Playground
  • Introduction
  • Components

Explanation

The surfacing of reasoning behind system behaviour, balancing transparency with cognitive overhead. Explanations clarify deterministic logic, human actions, and AI-driven decisions to foster trust.

Types of explanation

Explaining (deterministic) system logic

Rules, workflows, why certain options appear, validation errors, etc.

Examples

  • Explaining why an action is unavailable
  • Clarifying validation errors or required fields in forms
  • Communicating the next steps or expected actor actions in workflows

Domain explanations

Connecting system behaviour to real-world domain concepts. In complex systems, the interface embeds domain knowledge—process logic, regulatory requirements, industry practices. Domain explanations surface this embedded knowledge.

Examples

  • Explaining why a workflow exists (regulatory requirement, industry standard, organisational policy)
  • Clarifying domain terminology embedded in field labels or options
  • Connecting data structures to the real-world entities they represent
  • Grounding validation rules in domain constraints, not arbitrary system rules

Domain explanations transform system constraints from arbitrary-feeling to meaningful. They support domain learnability—helping users understand the domain through the tool.

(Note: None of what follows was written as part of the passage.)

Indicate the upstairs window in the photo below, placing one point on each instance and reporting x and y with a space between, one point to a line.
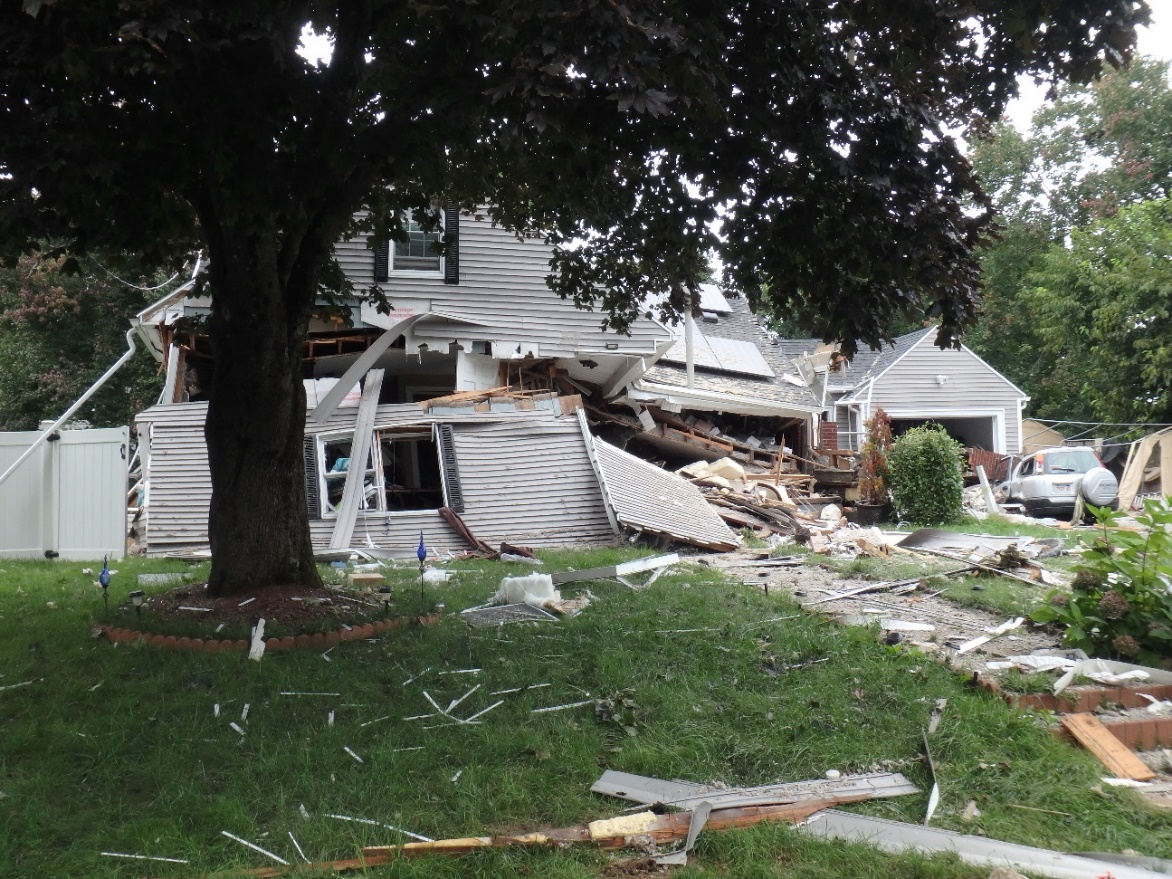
418 253
421 254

Social/Collaboration explanations

Actions taken by other actors, notifications about shared resources, edits, status changes, etc. Transparency regarding the actions of other people to reduce uncertainty in collaborative or multi-actor environments.

Examples

  • Explaining edits or changes made by another actor
  • Providing context about shared resources or history
  • Clarifying reasons for notifications or status updates initiated by other people

AI explanations

How the system arrived at a prediction, recommendation, or generated output.

Examples

  • Explaining recommendation or prediction logic (“Why am I seeing this?”)
  • Clarifying the limitations or confidence levels of AI-generated outputs
  • Communicating factors influencing automated decisions or outputs

Dynamic explanation

On-demand explanations for any selected content, supporting contextualised learning.

Dynamic explanation via bubble menu

When users select content, explanations can address different aspects:

  • Interface mechanics: how to use this element
  • Domain significance: why it exists and what it represents
  • Personal relevance: connecting to the user’s actual data and context
  • World knowledge: bridging system concepts to broader domain understanding

Amount of detail

  1. Bare minimum: Brief, direct explanation for common scenarios
  2. Moderate detail: expanded explanations providing additional context, suitable for actors needing further clarity or reassurance.
  3. Extended report: explanations offering full transparency, suitable for complex decisions, troubleshooting, or expert actors who require in-depth understanding.

Progressive disclosure can be used to assist actors in transitioning between different levels of detail.

Components

Level 1. Indicator

Global

Describes a set of elements, aiming to convey the broader context influencing multiple objects.

TODO: Example: item ranking

Local

Explains a single value or item.

TODO: Example: Predicted match of an item

Level 2. Simple explanation

Users can access the explanation popover by clicking the explanation indicator. This popover offers contextual information beyond a single value and lists the factors that contributed to the result.

TODO: Example: explain price through costs, margin, and discount

Natural language Explanations

TODO: Examples: “I’m not sure. But…”, ”… Plese keep in mind, this information is uncertain.”,

Level 3. Extended explanation

TODO: Example: a drawer with instructions or help text.

Resources

  • Andy Matuschak (2025) How might we learn? – contextualised study and dynamic explanations grounded in user’s actual work
  • Wikipedia / Explainable artificial intelligence
  • Mayer, R. E., & Moreno, R. (2003). Nine ways to reduce cognitive load in multimedia learning. Educational Psychologist, 38(1), 43-52.

Related patterns

Enacts

  • Learnability — explanations teach the domain the tool encodes, not just how to operate it
  • Agency — makes the system's reasoning legible so the actor can judge when to defer and when to override
  • Adaptability — explanations adjust their depth and form to the actor's level and context

Complements

  • Activity log
  • Annotation — clarifies complex concepts, often via description.
  • Cognitive forcing functions — full explanations can *increase* over-reliance by giving users a plausible justification they don't need to think through; partial explanations counteract this
  • Collaboration — uses explanations to facilitate understanding through transparency about other actors' actions
  • Transparent reasoning — shows step-by-step process while explanation encourages understanding through interaction
  • Generated content — provides contextual information to clarify AI-driven decisions within the output.
  • Progressive disclosure — provides the content revealed at each disclosure level

Tangentially related

  • Localization — culturally appropriate explanation styles

Alternatives

  • Disabled state — enable and explain: keep the element interactive, then explain on interaction why it can't act yet

Related

  • Assistance
  • Help — The core content unit of high-quality help.